Ramadan is expected to start from the 14th or 15th of october so, Jan will be here for sure in ramadan. Altind_Carnut: what restrictions are held during it?


----------



## AltinD (Jul 15, 2004)

smussuw said:


> Ramadan is expected to start from the 14th or 15th of october so, Jan will be here for sure in ramadan. Altind_Carnut: what restrictions are held during it?


What I mean is about food/beverages/cigarettes not allowed to be consumed in public places *before sunset*. Food courts in shopping malls not serving during the same time (being in public place) and also no entertaiment like live music so basically clubs are dead with just low volume music in the background, also alcohool consuptions allowed only after 7 PM.

This is what I mean: Jan is Dutch (if not wrong) and it's better to be informed about those.

However the food and beverages consuption are are not restricted within Hotel complexes.


----------



## Face81 (Aug 24, 2004)

Sure Jan......I'd be more than happy to play tour guide.

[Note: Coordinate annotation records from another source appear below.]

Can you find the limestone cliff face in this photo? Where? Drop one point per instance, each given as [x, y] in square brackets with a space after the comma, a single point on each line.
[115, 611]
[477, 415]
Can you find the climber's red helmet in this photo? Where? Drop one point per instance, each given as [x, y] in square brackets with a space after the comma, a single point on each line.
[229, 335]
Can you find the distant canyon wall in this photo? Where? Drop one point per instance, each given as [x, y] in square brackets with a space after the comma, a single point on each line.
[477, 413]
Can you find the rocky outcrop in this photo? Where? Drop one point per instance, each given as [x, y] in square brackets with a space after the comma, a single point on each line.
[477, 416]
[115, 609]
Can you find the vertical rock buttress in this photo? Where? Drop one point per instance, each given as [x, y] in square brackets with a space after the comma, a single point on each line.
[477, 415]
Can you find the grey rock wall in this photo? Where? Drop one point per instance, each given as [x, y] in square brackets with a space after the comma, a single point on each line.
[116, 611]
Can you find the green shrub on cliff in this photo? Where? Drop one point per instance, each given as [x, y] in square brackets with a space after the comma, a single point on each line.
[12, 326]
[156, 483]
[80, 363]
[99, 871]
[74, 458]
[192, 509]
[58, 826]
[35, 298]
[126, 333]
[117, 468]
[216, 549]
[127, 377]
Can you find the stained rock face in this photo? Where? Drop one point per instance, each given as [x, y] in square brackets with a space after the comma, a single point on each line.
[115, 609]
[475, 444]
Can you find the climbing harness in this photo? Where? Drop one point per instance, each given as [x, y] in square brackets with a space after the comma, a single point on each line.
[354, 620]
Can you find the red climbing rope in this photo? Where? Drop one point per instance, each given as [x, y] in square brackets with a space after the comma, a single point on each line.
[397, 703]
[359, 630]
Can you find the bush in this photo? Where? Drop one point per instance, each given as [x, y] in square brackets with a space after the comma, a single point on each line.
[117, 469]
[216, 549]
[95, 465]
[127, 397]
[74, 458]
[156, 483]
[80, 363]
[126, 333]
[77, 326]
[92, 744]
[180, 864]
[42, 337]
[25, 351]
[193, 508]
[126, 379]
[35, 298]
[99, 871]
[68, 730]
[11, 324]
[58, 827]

Just send me a PM or e-mail me.

-Face81
:jippo:


----------



## Dubai-Lover (Jul 4, 2004)

some hotels have restrictions! in october/november last year the hyatt regency restaurants were closed at day and opened in the evening. tourists could eat something, but the food area was shielded from the hotel! don't know about other hotels, but think the same! never been to a hotel for lunch in the afternoon at ramadan time! but i can get along with it!


----------



## Jan (Jul 24, 2002)

No worries people, I know what we are getting into, I'm not affraid of fasting if I have to.

@ Face81: thanks for your PM mate, would be great to be showen around a bit.


----------



## Dubai_Boy (May 21, 2003)

Your more than welcome in Dubai Jan

BTW,Business or pleasure ?


----------



## Trances (May 19, 2003)

sorry missed out on seeing you


----------



## Dennis (Sep 11, 2002)

lol


----------



## AltinD (Jul 15, 2004)

I'll be around after 8:00 PM (call of duty) and up on 20th where I'll have some guests comming.


----------



## Jan (Jul 24, 2002)

Alrighty, anyone up for a little meet? Next Tuesday and wednesday would be best.


----------



## juiced (Aug 18, 2004)

You're in Dubai right now?


----------



## Dennis (Sep 11, 2002)

Lol, good luck Jan! dont forget to take amazing pix!


----------



## Trances (May 19, 2003)

Hope you guys have fun sorry I am not there


----------



## ua_emirates (Sep 21, 2004)

Am free


----------



## AltinD (Jul 15, 2004)

Met Jan and the other guy (sorry don't remember your name) yesterday. Gave them a tour of Dubai Marina and JBR construction sites as well as Medinat Jumeirah. They took some pictures of Burj Al Arab.

Interestind conversation also.


----------



## Dubai_Boy (May 21, 2003)

Altind_Carnut said:


> Met Jan and the other guy (sorry don't remember your name) yesterday. Gave them a tour of Dubai Marina and JBR construction sites as well as Medinat Jumeirah. They took some pictures of Burj Al Arab.
> 
> Interestind conversation also.


Thanks for being a good host  so what did you guys talk about ?


----------



## AltinD (Jul 15, 2004)

Different aspects of life in Holland, UAE etc. I mean not only constructions.


----------



## Dubai-Lover (Jul 4, 2004)

cool
thanks for representing 
i hope they enjoyed it


----------



## Trances (May 19, 2003)

cool hope you having fun
look forward so much to your photos !
Post as many as you can every thing here needs an update


----------



## AltinD (Jul 15, 2004)

Actually i didn't took any picture, but they did some. Let see when they return home next week.


----------